SEE ALSO:  Whispering Willows (PS4) Review

Obviously this is nothing new, as the original Deus Ex was based on this very premise, but after years of Modern Warfare style set-piece action sequences, and controlled, linear gameplay experiences, the open play-style of Deus Ex: Human Revolution is daunting, and, to more modern players, perhaps even too difficult to grasp. Aside from an initial tutorial heavy first two hours, once the hand-holding stops, players find themselves in an open world that waits for player initiative to uncover its hidden offerings, rather than directing them to its secrets. There is no “wrong” way to play this game, and the sheer amount of thought that has gone into every level to make it approachable to different play-styles is astounding. The game even takes a page from Mass Effect with some dialog based “obstacles” that have Jensen trying to negotiate with various characters, either attempting to reason with them, or “cheat” by using an enhancement to read their personality and choose appropriate responses augmented by pheromones.

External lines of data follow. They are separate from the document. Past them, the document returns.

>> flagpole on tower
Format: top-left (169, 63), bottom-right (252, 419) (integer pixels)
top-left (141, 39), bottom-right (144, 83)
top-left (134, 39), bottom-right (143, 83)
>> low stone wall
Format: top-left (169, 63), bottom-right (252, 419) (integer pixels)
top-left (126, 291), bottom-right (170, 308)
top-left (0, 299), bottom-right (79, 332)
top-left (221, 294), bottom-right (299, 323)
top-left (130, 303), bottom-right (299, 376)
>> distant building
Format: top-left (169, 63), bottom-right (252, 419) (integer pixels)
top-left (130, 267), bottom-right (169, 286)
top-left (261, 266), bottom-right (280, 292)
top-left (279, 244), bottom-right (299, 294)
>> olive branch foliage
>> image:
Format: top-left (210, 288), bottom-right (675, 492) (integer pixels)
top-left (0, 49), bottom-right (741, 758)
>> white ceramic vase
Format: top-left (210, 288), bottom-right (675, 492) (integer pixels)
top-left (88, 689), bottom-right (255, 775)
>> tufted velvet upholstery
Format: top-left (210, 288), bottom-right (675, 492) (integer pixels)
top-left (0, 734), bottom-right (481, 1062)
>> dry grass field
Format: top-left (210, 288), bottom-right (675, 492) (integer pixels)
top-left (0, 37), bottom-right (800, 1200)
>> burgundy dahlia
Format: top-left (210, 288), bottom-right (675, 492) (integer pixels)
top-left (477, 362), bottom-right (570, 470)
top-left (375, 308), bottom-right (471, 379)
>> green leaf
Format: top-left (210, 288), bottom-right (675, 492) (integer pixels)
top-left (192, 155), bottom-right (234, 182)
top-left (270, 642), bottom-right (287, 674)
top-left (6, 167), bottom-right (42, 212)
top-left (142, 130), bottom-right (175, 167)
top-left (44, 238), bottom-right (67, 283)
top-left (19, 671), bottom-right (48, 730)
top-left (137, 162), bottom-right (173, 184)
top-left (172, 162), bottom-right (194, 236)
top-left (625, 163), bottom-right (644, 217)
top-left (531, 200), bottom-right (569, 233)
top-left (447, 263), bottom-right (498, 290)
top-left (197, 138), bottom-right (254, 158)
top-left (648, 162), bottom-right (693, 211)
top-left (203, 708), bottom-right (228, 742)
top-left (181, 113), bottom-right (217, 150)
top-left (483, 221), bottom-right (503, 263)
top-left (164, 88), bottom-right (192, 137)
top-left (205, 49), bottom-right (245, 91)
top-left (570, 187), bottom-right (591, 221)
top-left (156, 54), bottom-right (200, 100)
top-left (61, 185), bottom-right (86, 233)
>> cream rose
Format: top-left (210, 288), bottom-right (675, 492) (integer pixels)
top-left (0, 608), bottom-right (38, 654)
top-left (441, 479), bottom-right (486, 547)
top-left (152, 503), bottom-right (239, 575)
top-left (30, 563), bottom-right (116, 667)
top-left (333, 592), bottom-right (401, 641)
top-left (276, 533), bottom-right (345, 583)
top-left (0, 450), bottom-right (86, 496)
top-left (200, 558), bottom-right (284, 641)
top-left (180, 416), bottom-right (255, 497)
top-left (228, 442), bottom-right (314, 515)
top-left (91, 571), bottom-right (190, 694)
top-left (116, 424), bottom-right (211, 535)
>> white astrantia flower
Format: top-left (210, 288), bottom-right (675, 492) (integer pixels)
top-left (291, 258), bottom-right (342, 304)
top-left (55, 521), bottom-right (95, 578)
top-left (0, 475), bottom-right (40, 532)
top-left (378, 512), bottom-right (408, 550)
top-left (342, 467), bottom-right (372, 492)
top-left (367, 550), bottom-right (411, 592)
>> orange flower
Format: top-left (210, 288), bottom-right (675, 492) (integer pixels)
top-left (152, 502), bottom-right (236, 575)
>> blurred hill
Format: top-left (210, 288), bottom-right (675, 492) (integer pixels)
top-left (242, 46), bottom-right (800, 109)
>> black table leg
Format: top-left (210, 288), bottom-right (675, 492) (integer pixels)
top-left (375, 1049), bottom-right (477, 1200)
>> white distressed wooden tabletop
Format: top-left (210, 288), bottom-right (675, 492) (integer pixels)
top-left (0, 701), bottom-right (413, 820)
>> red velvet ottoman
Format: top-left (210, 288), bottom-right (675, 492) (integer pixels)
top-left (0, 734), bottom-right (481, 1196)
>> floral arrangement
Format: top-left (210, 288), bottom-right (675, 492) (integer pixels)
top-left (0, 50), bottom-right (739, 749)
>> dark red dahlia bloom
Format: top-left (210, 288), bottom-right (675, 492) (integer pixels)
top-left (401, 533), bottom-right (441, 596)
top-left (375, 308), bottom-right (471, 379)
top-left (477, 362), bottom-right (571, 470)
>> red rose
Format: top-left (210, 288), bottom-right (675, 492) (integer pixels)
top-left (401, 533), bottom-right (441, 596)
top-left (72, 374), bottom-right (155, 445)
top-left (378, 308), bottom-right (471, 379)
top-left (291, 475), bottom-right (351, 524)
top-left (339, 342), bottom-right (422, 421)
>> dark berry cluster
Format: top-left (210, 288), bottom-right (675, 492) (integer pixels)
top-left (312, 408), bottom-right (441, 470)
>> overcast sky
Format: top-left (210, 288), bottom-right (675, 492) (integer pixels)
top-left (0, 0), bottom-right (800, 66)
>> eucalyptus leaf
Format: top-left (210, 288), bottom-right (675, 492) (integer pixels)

There’s also an RPG component, as experience points are accrued for just about everything done in the game, whether it’s killing enemies, tranquilizing them, or simply discovering an obscure cache of loot squirreled away at the bottom of a ventilation shaft. The only real blemish on this otherwise impressive amount of choice is the fact that so much of it is taken away during boss fights. Excepting the final boss fight, most others are straight up shoot outs that are much more difficult for the stealth or hacker-based players since the options to hide or turn technology against the opponent are now suddenly taken away. There is also the matter how closely the game follows in the footsteps of the original. Many of the conventions from the first game are followed—almost religiously—in the latest. Pocket secretaries will still contain passwords for computer access for those that can’t hack, and computers that are hacked will also contain passwords, all in plain text, even for the highest level of security. These were criticisms of the original game even back in the 90s and those criticisms are even more pronounced today, though the rationale is understandable from a gameplay perspective.

Deus Ex is also, depending on depending on preferred style, a very long game. Even for players in a rush, skipping every side mission and ignoring all opportunities to level up, don’t expect to see the credits roll for at least 10-12 hours. For most players, taking the time to explore and enjoy the game, it’s more likely to clock in at about 20+ hours, and very likely over 30 hours for people that want to explore as much of the game as they can. This is game that traditional hardcore gamers can safely buy and enjoy. There’s an enormous depth and complexity to the gameplay, with decent production values and a story that ties into the mythos of the series. The only people that will find disappointment here are the casual/mainstream gamers that believe a first person game must only be about shooting and nothing else. For everyone else, Deus Ex: Human Revolution is a definite nominee for game of the year, with impressive design, a large scope and a surprising amount of choice. If you miss the more experimental, bold gameplay of the 90s, this is a game you want on your shelf. In the same way that Duke Nukem Forever represented the 90s gaming era at its worst, Deus Ex: Human Revolution encapsulates the best of that era.